Jeremiah 20:7-9,
Psalm 63,
Romans 12:1-2,
Matthew 16:21-27

It has been said that the “key word” in the Christian message is change in thinking, speaking, and acting. The Lord changed Jeremiah and, rather forcefully, called him to prophesy. Peter also was sternly told by Jesus to change his way of thinking. We, too, are called to transform our minds. The Greek word translated “repentance” is, which literally means a “change of mind.”


Jeremiah says he let himself be duped by the Lord. The Lord drew him into a love relationship, then gave him the difficult mission of prophesying the destruction of Jerusalem and the captivity in Babylon. Jeremiah condemned idolatry, the greed of priests, and false prophets – enough to bring about a conspiracy to kill him! But Jeremiah laments that if he tries to “shut up” and keep from prophesying, the word of God burns like fire in his heart and he can’t contain it. Jeremiah has to change his intentions in spite of himself!


After Jesus predicts his arrest, trial, suffering, death and resurrection, Peter rebuked him saying, “God forbid, Lord!” Jesus, however, turned on Peter and said, “Get behind me, Satan! You are an obstacle to me. You are thinking not as God does, but as human beings do.” Just a few verses before these, Jesus had called Peter the Rock on which the Church would be built. Here the Lord is calling him “Satan” and an obstacle, saying that his thinking has to be radically changed!
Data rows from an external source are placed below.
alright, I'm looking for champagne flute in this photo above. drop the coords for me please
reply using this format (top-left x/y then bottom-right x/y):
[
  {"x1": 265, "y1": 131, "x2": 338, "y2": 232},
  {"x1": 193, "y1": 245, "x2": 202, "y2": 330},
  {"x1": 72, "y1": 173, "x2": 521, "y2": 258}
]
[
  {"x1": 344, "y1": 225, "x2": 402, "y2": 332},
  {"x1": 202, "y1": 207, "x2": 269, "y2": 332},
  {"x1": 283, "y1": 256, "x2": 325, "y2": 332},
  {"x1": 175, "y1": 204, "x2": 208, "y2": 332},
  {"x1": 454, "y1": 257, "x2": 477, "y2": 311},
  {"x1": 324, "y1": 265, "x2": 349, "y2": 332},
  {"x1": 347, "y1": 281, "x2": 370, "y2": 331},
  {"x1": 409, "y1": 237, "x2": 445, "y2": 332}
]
In keeping with today’s message of change, St. Paul exhorts us: “Do not conform yourselves to this age but be transformed by the renewal of your mind…” A change in thinking is the only way to truly discern God’s will. Conformity to the world, to this age, to the secular culture around us is only a recipe for disaster.


It has been said that God loves us as we are, but loves us too much to leave us there. God said to Jeremiah, “I have loved you with an everlasting love” (Jer. 31:3). God gave Jeremiah a task that involved much suffering. The same was true, of course, with Peter. Jesus went to the cross and calls us to follow Him there. God’s thoughts are not our thoughts and God’s ways not our ways. So, may the Lord change us, so that we think His thoughts and follow His ways.